People don't feel strongly about their economic positions, even if radical, relatively.
Tell someone "we need the Fair Tax and a balanced budget". Even if they're far far left, are they gonna get upset? No.
Tell someone "you can't have the Fair Tax and you can't have a balanced budget!" Even if they're far far right, are they gonna get upset? No.
Social issues, people get emotional. Social issues are where the emotion is at. I propose the 'very' emphatic goes with emotion and not desire for a balanced budget and lower taxes.
Blue:
I'm quite sure you're mistaken.
Were you to show up at my DC home tonight and stand at the front door, I could, by 6 p.m. tomorrow parade over 100 people through the door, each of whom would, in response to "we need the
Fair Tax," respond with something akin to "Oh, hell no, we don't!" Moreover, every last one of them would know exactly what the Fair Tax is and what's amiss with the notion of implementing it.
I doubt my nonagenarian mother knows what the Fair Tax is, and I know her economics background is limited to at most two courses of fundamental instruction, but I know the instant I explain it to her, even with her age addled senses, she'd say something such as, "Child, have you lost your mind?"
Each of the folks, Momma included, would oppose the Fair Tax on equitability, normative grounds.
FWIW, if one is of a mind and irked that wealthy folks get away without paying enough taxes now, one's going to "go ballistic" were Fair Tax enacted.
Red:
That may be so, but balanced budgets and tax policy are but two of
the many, many economic stances folks have or can have. Your proposition does not "hold water" if it's based on your abducting the nature and extent of folks' positions/responses on but two of them.

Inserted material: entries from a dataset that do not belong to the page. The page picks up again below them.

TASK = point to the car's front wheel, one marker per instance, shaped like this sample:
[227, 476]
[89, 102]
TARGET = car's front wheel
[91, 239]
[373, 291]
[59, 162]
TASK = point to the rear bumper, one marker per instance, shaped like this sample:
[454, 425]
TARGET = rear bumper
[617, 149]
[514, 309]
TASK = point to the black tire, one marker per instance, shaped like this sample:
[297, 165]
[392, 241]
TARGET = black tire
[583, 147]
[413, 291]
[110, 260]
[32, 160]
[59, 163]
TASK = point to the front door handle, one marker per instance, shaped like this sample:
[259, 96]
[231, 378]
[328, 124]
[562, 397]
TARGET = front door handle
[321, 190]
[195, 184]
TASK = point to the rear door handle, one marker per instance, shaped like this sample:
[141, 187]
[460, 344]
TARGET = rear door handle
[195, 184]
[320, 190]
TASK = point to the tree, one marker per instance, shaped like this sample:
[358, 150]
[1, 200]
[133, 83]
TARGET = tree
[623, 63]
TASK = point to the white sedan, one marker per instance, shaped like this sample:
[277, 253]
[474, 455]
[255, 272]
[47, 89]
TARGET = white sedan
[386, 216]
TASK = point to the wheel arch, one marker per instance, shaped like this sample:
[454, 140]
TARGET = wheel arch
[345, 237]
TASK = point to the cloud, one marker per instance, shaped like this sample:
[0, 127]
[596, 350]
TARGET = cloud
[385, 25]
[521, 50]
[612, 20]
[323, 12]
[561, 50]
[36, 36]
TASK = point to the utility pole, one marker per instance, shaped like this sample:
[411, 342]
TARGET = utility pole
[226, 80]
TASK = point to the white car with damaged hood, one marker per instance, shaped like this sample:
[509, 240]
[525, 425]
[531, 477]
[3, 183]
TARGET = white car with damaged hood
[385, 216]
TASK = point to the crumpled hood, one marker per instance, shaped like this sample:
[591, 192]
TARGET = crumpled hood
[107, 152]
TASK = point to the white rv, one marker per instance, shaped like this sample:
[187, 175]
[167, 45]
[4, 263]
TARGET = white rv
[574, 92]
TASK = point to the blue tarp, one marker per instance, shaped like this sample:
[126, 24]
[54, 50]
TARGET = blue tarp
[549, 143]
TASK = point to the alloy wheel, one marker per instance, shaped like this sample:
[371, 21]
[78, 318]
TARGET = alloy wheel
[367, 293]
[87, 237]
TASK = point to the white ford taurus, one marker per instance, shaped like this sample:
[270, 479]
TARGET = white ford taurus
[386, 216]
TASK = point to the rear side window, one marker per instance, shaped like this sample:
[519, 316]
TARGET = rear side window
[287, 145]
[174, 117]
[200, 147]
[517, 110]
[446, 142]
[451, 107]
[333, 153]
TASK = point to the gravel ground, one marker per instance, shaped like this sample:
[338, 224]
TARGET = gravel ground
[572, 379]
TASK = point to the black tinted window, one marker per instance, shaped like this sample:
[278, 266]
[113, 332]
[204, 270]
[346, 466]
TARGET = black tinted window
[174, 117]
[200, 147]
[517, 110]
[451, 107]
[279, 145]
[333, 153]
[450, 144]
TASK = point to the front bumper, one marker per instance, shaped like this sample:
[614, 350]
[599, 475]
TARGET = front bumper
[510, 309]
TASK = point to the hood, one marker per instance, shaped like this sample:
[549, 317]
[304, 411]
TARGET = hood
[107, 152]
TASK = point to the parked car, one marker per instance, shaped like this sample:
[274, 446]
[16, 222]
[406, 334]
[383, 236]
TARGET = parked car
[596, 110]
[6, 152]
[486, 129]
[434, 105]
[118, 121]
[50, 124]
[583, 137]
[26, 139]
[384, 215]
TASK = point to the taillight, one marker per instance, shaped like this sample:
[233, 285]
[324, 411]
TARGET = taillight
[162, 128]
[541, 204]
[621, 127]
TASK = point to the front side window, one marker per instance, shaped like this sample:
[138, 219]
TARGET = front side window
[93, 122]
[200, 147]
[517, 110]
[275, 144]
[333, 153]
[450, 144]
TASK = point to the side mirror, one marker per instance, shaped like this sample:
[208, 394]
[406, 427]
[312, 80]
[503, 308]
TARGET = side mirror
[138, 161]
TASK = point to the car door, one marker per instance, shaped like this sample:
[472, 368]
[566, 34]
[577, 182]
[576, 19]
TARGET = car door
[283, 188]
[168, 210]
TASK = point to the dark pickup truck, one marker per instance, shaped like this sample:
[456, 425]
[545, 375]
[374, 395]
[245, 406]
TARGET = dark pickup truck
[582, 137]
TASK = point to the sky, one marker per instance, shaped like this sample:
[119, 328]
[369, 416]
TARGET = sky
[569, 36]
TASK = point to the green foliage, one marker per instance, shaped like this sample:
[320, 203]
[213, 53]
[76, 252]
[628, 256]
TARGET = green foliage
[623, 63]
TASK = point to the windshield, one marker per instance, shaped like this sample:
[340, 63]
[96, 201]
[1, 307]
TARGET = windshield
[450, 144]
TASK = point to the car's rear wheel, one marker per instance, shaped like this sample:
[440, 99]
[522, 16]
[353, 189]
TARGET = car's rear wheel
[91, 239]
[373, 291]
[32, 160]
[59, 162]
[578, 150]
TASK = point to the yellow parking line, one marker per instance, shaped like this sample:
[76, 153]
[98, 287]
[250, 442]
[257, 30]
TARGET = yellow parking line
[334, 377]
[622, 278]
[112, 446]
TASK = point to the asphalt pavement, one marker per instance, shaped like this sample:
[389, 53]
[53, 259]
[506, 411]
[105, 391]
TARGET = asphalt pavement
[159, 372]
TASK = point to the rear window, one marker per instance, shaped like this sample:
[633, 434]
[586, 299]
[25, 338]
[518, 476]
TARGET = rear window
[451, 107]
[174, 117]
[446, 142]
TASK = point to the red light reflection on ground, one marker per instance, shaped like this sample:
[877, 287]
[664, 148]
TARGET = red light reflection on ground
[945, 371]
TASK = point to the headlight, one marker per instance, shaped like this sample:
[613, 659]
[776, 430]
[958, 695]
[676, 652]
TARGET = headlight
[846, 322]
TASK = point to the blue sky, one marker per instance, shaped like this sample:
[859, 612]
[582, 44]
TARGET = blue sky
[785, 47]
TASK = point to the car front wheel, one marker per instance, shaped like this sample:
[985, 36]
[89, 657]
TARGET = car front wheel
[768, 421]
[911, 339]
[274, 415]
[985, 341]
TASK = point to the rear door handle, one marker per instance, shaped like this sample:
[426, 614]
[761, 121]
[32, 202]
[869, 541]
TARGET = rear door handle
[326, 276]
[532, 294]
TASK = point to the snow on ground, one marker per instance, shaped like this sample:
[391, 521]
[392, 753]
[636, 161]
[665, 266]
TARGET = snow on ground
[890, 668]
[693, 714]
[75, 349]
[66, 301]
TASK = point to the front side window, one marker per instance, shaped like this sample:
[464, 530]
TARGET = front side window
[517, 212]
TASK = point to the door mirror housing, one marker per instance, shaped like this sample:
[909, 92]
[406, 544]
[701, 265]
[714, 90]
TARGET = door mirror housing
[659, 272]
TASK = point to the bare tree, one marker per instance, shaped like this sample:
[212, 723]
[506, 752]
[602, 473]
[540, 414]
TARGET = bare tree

Your proposition seems to animate Rothbard's tacit sentiment I alluded to in the post to which your above remarks are a reply.
It is no crime to be ignorant of economics, which is, after all, a specialized discipline and one that most people consider to be a "dismal science."’ But it is totally irresponsible to have a loud and vociferous opinion on economic subjects while remaining in this state of ignorance.